Deep Learning Is Only As Good As Its Data

This article was originally published in VentureBeat on March 2, 2018.

“Deep learning” has become a hot topic in the general rush to launch AI products. But many of these products will fail because companies are putting branding ahead of functionality. Success depends on understanding what deep learning is, how it works, and what its most effective applications are.

Deep learning 101

Traditional machine learning algorithms are typically linear, in that they can be represented by only one node that linearly transforms input to output. Previously called artificial neural networks or neural networks, deep learning uses multiple such nodes, organized like the neural networks originally invented in 1943 to model how human brains work. The more nodes and layers in a neural network, the more sophisticated its learning capabilities can become. Although people still use the term “neural networks,” today’s deep learning networks represent how information flows across nodes more than how information in the human brain flows across neurons.

Deep learning requires ample data and training time. But while application development has been slow, recent successes in search, advertising, and speech recognition have many companies clamoring to get in on the action.

Mislabeling and overuse

Vendors’ tendency to label almost anything “deep learning” is a recipe for disappointment because the technology is less effective without sufficient data and domain expertise.

A key issue for machine learning algorithms is selection bias. In sound research, you can define the population, have access to all available population data, and sample a portion of that data. With deep learning, you start with sample data, deploy the model, and then expose it to the real world. But models that work well on training data often perform poorly on real data. Deep learning provides the ability to accurately determine the classification function from inputs to an output. However, there is no guarantee that the model will perform accurately on input data from the population if the training data is not representative.

This data failure is more common when training data isn’t developed by domain experts. While deep learning might eliminate the need to have domain experts in the feature extraction part of the classification process, it still requires expertise in the data extraction process. In fact, deep learning might be overkill when a domain expert can explicitly describe the linear or nonlinear function using logic and rules.

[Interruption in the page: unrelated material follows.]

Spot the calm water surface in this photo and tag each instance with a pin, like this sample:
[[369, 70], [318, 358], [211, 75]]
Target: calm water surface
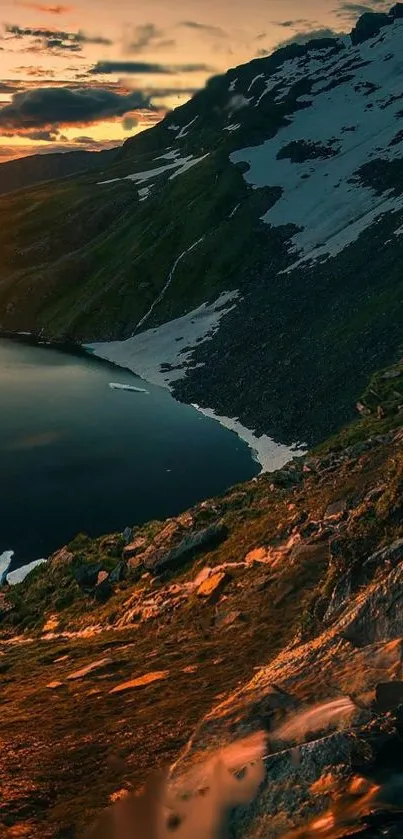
[[76, 455]]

For example, if a baker applied deep learning to making bread, a robot’s action, such as telling the automated bread maker to stop kneading, could be more explicitly defined by a domain expert (i.e., a baker) based on input values. In this case, those would be the attributes of the bread dough, like consistency and temperature.

In scenarios such as this, companies that focus on collecting data points might be better served by speaking to an expert. The bottom line is that much of what is marketed as “deep learning” is likely to be ineffective or difficult to manage properly. And “deep reinforcement learning,” as implemented in autonomous robots, self-driving cars, and creation of images, voices, and videos, is far from being widely available. Buying into deep learning hype without doing due diligence could lead to general disillusionment and another AI winter.

Achieving greater accuracy

We may someday reach the point where AI and deep learning will help us achieve superintelligence or even bring on the singularity. But our challenge, and duty, as artificial intelligence professionals today is to ensure that deep learning applications live up to their billing and deliver benefits to users and society.